The reason behind the $3 million stash is absorbing and serious at its core. Finder made me wonder if the plot was based on a real-life incident, but only he and some of the citizens of Boston know the truth for sure. “The Fixer” is one of the best thrillers I’ve read.
“Death by Chocolate Cherry Cheesecake” by Sarah Graves
Sarah Graves, author of the popular Home Repair Is Homicide series, has a spinoff series that begins with “Death by Chocolate Cherry Cheesecake,” featuring Jacobia Tiptree and Ellie White from Eastport, Maine. They now own a chocolate shop, The Chocolate Moose.
When Jacobia arrives at The Chocolate Moose one morning, the place is dark and she trips over a very dead health inspector, his head leaning into a pot of chocolate. A health inspector she and Ellie have been battling with.
Can a chocolate shop recover from a dead guy falling into its signature chocolate? “Death by Chocolate Cherry Cheesecake” features a great mystery with clever misdirection, warm friendships, touching scenes with her father that brought tears to my eyes, a missing son with a surprise of his own, a hurricane, and a Maine setting that is a character in itself.
“Unholy Covenant” by Lynn Chandler Willis
“Unholy Covenant” is a fascinating fictional account of Patricia Kimble’s real-life murder in small town North Carolina. Willis, former newspaper owner/reporter, followed the Kimble case during the investigations and the trial, and had access to all the major players. I was thoroughly engaged as she described what led to the murder of this inconvenient wife.

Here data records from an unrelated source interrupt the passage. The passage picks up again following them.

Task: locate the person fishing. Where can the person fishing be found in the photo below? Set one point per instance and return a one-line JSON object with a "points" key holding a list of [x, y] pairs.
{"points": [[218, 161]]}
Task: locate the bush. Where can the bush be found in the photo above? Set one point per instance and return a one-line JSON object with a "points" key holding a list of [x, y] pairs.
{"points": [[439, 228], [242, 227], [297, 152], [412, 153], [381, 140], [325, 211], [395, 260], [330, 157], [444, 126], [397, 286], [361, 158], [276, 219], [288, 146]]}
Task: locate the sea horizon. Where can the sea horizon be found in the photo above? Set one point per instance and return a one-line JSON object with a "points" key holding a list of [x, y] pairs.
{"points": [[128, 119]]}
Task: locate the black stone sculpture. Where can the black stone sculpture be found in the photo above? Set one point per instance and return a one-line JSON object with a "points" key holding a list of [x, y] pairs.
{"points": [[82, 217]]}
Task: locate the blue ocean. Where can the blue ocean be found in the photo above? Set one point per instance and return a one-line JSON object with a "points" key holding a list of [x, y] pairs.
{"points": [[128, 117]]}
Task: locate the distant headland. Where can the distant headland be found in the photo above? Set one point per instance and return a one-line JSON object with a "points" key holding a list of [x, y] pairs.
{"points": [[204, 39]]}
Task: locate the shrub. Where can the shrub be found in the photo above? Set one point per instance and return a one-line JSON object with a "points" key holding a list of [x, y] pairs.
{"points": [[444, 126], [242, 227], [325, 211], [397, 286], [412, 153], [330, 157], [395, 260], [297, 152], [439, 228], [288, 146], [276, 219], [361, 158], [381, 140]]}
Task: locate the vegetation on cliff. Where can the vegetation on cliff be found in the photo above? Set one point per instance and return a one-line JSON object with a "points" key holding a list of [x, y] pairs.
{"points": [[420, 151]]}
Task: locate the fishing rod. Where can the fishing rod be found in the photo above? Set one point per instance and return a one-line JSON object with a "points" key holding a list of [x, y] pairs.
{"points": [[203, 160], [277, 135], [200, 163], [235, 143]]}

Willis gives us a chilling look at the ways Kimble ruled his corner of the world by fear, lies, intimidation, and a bit of charm, taking advantage of the weaknesses he saw in the people around him.
Follow along as accusations, confessions, arson, burglary, and hit lists are revealed in “Unholy Covenant,” an amazing look behind the scenes of a case that still intrigues the public decades later.